Le siège de Sofina, à Bruxelles. Depuis son pic de 2021, la valeur intrinsèque du holding a reculé de moins de 10%, alors que l’action a chuté de 45%. © BELGAIMAGE

À l’image de GBL, les holdings se cherchent un nouveau souffle. Ce dernier pourrait venir d’une reprise du marché du “private equity” après les excès des dernières années.

Lorsque Ian Gallienne prend les commandes de GBL en 2012, il hérite d’un holding encore trop dépendant de ses participations historiques dans Total (Energies) et GDF Suez (devenu Engie), des vestiges des grandes fusions de la fin du siècle dernier. Son défi est d’insuffler une nouvelle dynamique.

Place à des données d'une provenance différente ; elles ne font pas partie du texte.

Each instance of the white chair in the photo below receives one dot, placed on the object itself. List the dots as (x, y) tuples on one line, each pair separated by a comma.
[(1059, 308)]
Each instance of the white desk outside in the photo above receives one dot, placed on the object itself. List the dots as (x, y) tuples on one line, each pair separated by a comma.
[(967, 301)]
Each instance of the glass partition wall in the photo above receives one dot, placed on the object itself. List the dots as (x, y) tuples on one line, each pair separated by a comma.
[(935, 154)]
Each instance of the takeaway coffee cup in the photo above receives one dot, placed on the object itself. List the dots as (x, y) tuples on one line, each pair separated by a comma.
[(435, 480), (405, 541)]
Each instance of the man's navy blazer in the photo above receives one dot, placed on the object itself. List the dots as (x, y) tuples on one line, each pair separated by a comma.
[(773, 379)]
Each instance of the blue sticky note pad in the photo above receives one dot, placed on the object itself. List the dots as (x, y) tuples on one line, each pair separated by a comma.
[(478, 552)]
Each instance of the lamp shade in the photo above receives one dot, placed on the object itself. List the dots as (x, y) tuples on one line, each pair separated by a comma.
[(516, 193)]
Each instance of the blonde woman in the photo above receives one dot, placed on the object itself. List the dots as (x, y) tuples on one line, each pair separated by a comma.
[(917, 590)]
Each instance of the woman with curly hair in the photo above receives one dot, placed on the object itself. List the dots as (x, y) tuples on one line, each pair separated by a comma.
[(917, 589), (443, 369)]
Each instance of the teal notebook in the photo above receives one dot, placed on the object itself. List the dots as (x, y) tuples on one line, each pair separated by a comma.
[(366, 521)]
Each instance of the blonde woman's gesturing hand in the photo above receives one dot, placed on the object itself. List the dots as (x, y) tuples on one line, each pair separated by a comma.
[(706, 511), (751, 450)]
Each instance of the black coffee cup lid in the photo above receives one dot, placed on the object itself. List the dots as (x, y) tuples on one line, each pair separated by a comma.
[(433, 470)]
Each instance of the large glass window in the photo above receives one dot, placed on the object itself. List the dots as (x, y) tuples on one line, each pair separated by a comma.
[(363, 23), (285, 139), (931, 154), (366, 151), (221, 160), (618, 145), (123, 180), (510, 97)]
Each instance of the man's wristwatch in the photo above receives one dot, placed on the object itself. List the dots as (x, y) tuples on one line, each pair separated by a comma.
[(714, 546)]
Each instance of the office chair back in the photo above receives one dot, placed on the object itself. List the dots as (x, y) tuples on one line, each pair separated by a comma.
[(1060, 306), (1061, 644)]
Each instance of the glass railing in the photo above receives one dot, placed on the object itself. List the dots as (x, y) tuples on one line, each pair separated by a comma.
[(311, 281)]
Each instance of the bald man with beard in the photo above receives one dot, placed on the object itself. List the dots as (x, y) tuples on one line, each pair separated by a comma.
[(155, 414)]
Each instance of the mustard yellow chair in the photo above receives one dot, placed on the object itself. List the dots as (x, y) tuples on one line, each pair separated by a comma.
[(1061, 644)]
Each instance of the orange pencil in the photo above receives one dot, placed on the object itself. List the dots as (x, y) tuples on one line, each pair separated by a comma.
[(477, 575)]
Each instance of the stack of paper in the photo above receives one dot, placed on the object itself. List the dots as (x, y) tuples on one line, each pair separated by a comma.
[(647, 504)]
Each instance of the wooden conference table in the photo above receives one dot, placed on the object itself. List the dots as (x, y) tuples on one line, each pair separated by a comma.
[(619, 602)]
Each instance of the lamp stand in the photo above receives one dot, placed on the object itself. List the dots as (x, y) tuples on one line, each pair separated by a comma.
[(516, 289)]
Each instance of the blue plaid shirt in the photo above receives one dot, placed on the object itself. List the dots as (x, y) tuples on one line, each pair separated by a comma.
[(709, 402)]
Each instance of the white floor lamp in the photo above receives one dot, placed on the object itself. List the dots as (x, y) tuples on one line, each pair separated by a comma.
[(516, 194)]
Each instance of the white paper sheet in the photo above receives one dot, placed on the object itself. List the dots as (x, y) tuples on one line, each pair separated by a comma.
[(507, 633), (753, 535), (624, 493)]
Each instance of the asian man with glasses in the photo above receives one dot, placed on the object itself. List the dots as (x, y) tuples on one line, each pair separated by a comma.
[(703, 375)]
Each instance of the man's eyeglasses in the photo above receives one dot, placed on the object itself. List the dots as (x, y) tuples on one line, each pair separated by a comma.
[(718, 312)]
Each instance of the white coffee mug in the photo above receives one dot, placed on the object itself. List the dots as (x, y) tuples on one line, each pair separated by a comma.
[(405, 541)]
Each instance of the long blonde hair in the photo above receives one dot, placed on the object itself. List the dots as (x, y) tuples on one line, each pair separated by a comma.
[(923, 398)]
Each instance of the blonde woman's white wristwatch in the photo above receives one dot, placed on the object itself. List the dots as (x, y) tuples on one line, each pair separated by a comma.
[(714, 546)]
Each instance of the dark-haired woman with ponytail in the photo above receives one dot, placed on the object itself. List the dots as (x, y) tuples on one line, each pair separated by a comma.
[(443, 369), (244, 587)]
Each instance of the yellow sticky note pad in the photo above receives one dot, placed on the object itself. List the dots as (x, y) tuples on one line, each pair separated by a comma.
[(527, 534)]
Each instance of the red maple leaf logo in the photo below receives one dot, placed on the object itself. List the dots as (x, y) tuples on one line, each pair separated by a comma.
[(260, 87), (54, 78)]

Sous son impulsion, le holding cède ainsi son portefeuille historique et prend des participations de contrôle dans des fleurons tels que Pernod Ricard, Lafarge, Umicore, Ontex ou SGS. En parallèle, GBL investit aussi dans le private equity avec l’ambition de devenir un acteur important dans la gestion d’actifs privés.

Coup de blues

Dans un premier temps, les marchés ont applaudi la stratégie de GBL, propulsant l’action à des sommets en 2021. Mais l’embellie fut de courte durée. La rechute du titre a sans doute précipité le départ de Ian Gallienne qui, en 2023, se voyait encore aux commandes pour cinq ans. Finalement, dès mai, il cédera sa place à Johannes Huth, un expert du private equity, connu pour avoir piloté l’expansion européenne du géant KKR.

Reste à voir si cela suffira à relancer le holding des familles Frère-Desmarais. Le recul de GBL s’inscrit dans une tendance plus large, marquée par le blues généralisé des sociétés de portefeuille. La correction des Bourses en 2022, la remontée des taux d’intérêt et le coup de mou du marché du private equity ont pesé lourdement sur le secteur.

Par ailleurs, les investisseurs, de plus en plus intéressés par la gestion indicielle, se détournent des holdings. Résultat : la décote moyenne des 26 holdings européens suivis par Degroof Petercam est passée de moins de 15% en 2021 à plus de 30% début 2024, bien au-delà de la moyenne historique.

Les investisseurs, de plus en plus intéressés par la gestion indicielle, se détournent des holdings.

Actifs privés

Jusqu’où ira la décote ? Difficile à dire, mais une chose est sûre : les valorisations deviennent attractives. Dans un contexte de marché incertain et marqué par le retour en force des Bourses européennes, le profil diversifié des holdings retrouve de l’intérêt.

Ayant traditionnellement un rôle d’actionnaire actif, ils investissent localement et privilégient des participations significatives dans des entreprises de taille plus modeste. Une approche qui a pesé sur leurs performances en 2023 et 2024, alors que le rallye boursier était porté par l’intelligence artificielle et les géants technologiques américains. Mais aujourd’hui, ce positionnement les protège du contrecoup subi par les Sept Fantastiques.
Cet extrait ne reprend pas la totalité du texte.